Per il momento all'appello ha risposto soltanto Osvaldo Napoli, parlamentare azzurro nonché capogruppo in Consiglio comunale a Torino. L'importante, spiega Napoli, è che l'iniziativa non sia stata messa in piedi contro qualcuno o qualcosa. Insomma: va bene esserci purché sia soltanto un confronto dialettico che resti sul piano della teoria politica. «Discutere pubblicamente il futuro del movimento che è stato la spina dorsale della politica italiana per un quarto di secolo è una manifestazione di affetto per il movimento e il suo fondatore. Discutere e confrontarsi è il sale della democrazia e non può mancare in un partito che sia davvero liberale, moderato e riformista».
Un altro sì Toti lo incassa da Roberto Maroni. L'ex governatore della Lombardia si è dimostrato disponibile al confronto. «Lo spazio politico c'è. Andrò volentieri, se Toti mi invita, a discutere sui contenuti sulle cose concrete e utili». L'idea è quella di trovare un modo per creare una seconda gamba moderata che sostenga l'impianto sovranista del centrodestra come si sta delineando in questi ultimi mesi con l'ascesa di Salvini a leader naturale della coalizione. L'argine al sovranismo e al taglio radicale della politica sociale immaginata da Salvini (e confermata dall'altro alleato Giorgia Meloni) conferma la necessità (e soprattutto l'urgenza) di ridefinire il ruolo e lo spazio d'azione dei moderati. Su questo già Berlusconi, Paolo Romani e Mara Carfagna nei giorni scorsi hanno avuto modo di pronunciarsi. Resta il problema del modo. E soprattutto di chi avrà l'onere e l'onore di guidare il cambiamento e di portare il partito al congresso.
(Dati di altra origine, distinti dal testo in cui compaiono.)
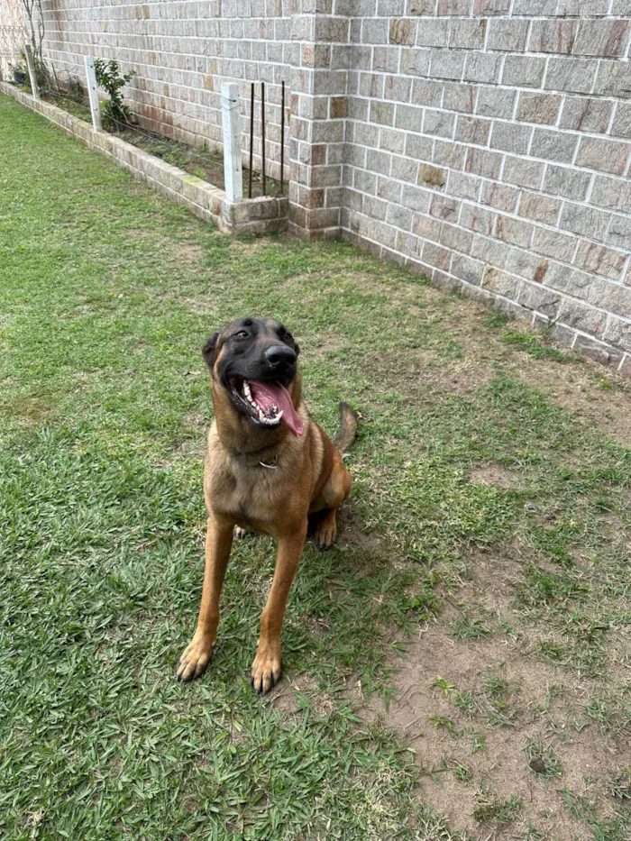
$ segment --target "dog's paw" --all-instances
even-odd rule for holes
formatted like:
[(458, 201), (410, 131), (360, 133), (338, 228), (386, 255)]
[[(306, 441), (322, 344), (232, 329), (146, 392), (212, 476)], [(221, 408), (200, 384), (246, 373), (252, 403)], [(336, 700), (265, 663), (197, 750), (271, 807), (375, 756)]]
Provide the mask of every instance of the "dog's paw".
[(331, 549), (337, 540), (337, 524), (334, 517), (325, 517), (316, 526), (316, 543), (320, 549)]
[(266, 695), (280, 680), (282, 674), (280, 647), (259, 649), (250, 672), (250, 682), (258, 695)]
[(204, 674), (213, 658), (214, 651), (215, 643), (211, 642), (207, 637), (196, 635), (179, 658), (176, 669), (178, 680), (181, 681), (182, 683), (187, 683), (189, 681), (195, 681), (196, 678)]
Tutti sono concordi almeno sui tempi. Si deve fare in fretta, sono pronti a dire in un coro mai così armonizzato. «Bisogna rompere gli indugi, superare gli schemi per entrare nella Terza Repubblica da protagonisti - avverte Toti - Oggi il centrodestra sta bene, con il 34% di Salvini e l'8% di Berlusconi. Sono le proporzioni che destano preoccupazione». Incalzato dalla Annunziata, però, Toti giura che non cerca una via di fuga. «Non voglio l'ennesima scissione - si affretta a spiegare -, bensì vedere tutta Forza Italia nonché le varie associazioni a dire la propria ma in modo diverso dalle stanze chiuse e gli uffici di presidenza.
Dobbiamo costruire un centrodestra con un'anima che sia leghista ma moderata, riformista, popolare, cattolica, socialista».Resta sul tavolo il tema cruciale del comitato di saggi che dovrebbe portare al Congresso. Secondo Toti non andrebbe scelto tra i dirigenti attuali «rottamati» dal voto delle Europee.